December 16, 2011 By eastwickpress

by Alex Brooks
As spring comes on in 1815, the 23 year old George is developing some commercial schemes, but is greatly hampered by ill-health. After spending three days in early March pruning his apple trees, he finds himself “lame with a boil” and is unable to get much work done for the next week. But on March 16 he begins “a journey to the Eastward,” on foot. He doesn’t say the purpose of the journey, but he seems to have a commercial purpose in mind. He does a bit of trading along the way, buying and selling strings of beads and “moraco shoes”  Before leaving, he had spent most of a day going to Canaan to inquire about the price of “moracco shoes.”

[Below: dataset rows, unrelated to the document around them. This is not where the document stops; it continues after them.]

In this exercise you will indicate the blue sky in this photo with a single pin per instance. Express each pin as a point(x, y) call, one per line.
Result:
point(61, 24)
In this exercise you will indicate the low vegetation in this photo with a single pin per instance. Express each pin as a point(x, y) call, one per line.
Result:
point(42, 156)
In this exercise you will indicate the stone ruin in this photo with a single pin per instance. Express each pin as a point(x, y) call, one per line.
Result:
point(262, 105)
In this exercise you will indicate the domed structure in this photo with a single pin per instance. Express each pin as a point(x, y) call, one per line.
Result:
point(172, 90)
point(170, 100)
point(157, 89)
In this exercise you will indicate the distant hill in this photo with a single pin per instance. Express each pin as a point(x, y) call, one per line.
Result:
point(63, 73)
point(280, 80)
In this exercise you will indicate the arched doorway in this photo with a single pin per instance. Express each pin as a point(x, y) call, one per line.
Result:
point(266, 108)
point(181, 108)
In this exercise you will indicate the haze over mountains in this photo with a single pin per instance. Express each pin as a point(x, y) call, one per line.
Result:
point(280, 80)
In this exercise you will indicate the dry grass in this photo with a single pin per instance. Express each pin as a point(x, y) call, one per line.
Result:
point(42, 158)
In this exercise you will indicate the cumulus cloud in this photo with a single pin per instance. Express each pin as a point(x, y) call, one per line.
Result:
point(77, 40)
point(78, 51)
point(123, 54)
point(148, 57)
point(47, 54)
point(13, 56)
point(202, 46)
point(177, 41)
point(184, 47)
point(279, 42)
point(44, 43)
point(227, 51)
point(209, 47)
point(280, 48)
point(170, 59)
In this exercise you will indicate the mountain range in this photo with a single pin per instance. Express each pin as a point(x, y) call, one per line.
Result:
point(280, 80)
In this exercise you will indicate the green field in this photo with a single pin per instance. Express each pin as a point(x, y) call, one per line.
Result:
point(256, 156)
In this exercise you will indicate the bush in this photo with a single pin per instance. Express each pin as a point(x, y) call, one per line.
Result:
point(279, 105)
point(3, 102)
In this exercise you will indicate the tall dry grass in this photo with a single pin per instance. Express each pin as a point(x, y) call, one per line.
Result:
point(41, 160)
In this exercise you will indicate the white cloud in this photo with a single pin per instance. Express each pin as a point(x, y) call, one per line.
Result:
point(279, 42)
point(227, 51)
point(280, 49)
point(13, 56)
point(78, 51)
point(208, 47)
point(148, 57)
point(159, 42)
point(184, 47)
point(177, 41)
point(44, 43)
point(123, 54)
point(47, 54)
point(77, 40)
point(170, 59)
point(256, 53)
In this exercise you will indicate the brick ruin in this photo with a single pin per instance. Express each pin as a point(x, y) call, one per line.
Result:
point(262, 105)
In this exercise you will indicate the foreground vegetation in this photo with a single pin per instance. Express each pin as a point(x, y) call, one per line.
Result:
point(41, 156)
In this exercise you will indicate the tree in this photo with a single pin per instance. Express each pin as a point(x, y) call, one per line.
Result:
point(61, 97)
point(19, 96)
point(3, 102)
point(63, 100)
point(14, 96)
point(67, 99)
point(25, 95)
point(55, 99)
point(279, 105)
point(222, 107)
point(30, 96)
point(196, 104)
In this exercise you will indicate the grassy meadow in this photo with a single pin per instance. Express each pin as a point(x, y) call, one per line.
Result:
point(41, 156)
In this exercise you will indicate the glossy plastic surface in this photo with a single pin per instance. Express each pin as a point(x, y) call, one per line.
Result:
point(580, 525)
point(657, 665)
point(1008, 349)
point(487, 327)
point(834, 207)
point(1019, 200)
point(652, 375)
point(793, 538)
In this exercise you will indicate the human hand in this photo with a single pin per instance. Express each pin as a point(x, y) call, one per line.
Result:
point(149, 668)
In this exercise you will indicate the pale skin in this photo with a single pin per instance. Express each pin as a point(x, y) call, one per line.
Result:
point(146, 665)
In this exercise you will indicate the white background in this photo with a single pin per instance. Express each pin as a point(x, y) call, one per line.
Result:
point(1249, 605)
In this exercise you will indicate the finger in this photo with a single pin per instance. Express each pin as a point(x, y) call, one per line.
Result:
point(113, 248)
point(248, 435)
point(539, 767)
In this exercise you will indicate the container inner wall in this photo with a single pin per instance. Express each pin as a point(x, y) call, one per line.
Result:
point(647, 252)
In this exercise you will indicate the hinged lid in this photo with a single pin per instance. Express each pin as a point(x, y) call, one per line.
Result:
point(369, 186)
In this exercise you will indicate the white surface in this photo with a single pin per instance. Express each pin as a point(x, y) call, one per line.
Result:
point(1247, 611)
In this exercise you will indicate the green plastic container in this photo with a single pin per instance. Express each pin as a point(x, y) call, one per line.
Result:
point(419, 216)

He stopped at Uncle Levi Pease’s farm in Shrewsbury, but that did not seem to be the destination, as he soon continued on farther east.  He settled on Lynn, Mass. as a destination, probably because of the shoe industry there, which got started by about 1635 and became by the time of the Revolutionary war the largest supplier of footwear to the Continental Army. But George never made it there, stopping in Concord due to ill-health.  “I found that I could not travel, for my health will not admit of it…now the roads are so bad and I am somewhat out of health, I will not go to Lynn, but make my best way home.”  He walked straight home, a journey that took a little over four days.  Upon his return home, he was unable to work, and for three days the journal entries say only, “I am unwell.”
The following day he went to Doctor Main’s and got some “billius pills for to cleanse my stomach.”  The following day, Sunday, he notes that he is “taking Physic, for I am quite unwell.”  Monday he reports feeling better.
In mid-April he starts ploughing and planting again.
April 23 he went to Albany, where he sold four barrels of cider for $18.50.  He bought $9 worth of iron “for a wagon tire.”  He also bought salt at 88 cents per bushel, green tea at $1.37 a pound, brown sugar at 19 cents a pound, and various other items.
Building The Still
After several inquiries about stills over the past half year, on June 27 and 28 of 1815, he plowed and scraped a place to set the still house and over the next three days they cut and raised the frame of the still house.  In July he continues to pursue construction of the still house, procuring boards and shingles, but July 13 he fell ill again, with swelling at the jaw.  He continued unwell all the rest of the month, with fevers, stomach disorders and pains in his ear, jaw and throat.
In August, severe illness continues: “today our people are holding green frogs to my mouth, I do begin to have quite a pain in my ear.
Friday: Today I remain as yesterday, I try frogs to my mouth.
Saturday: We tried frogs, but they do not answer.
Monday his father carried him to Richmond to see a different doctor, who had just about the same advice as Doc Main.  He worked not at all during August, being constantly sick.  In September he says in the journal that he is about the same as last month, and his old complaint continues, but he is up and about more.  During this period his cousin Sylvester continues to work on the still house.  At the beginning of October, there is a crisis with very bad swelling on his jaw, below his ear.  The Doctor lanced it twice, and soon he is feeling better.  By mid-October references to the illness cease.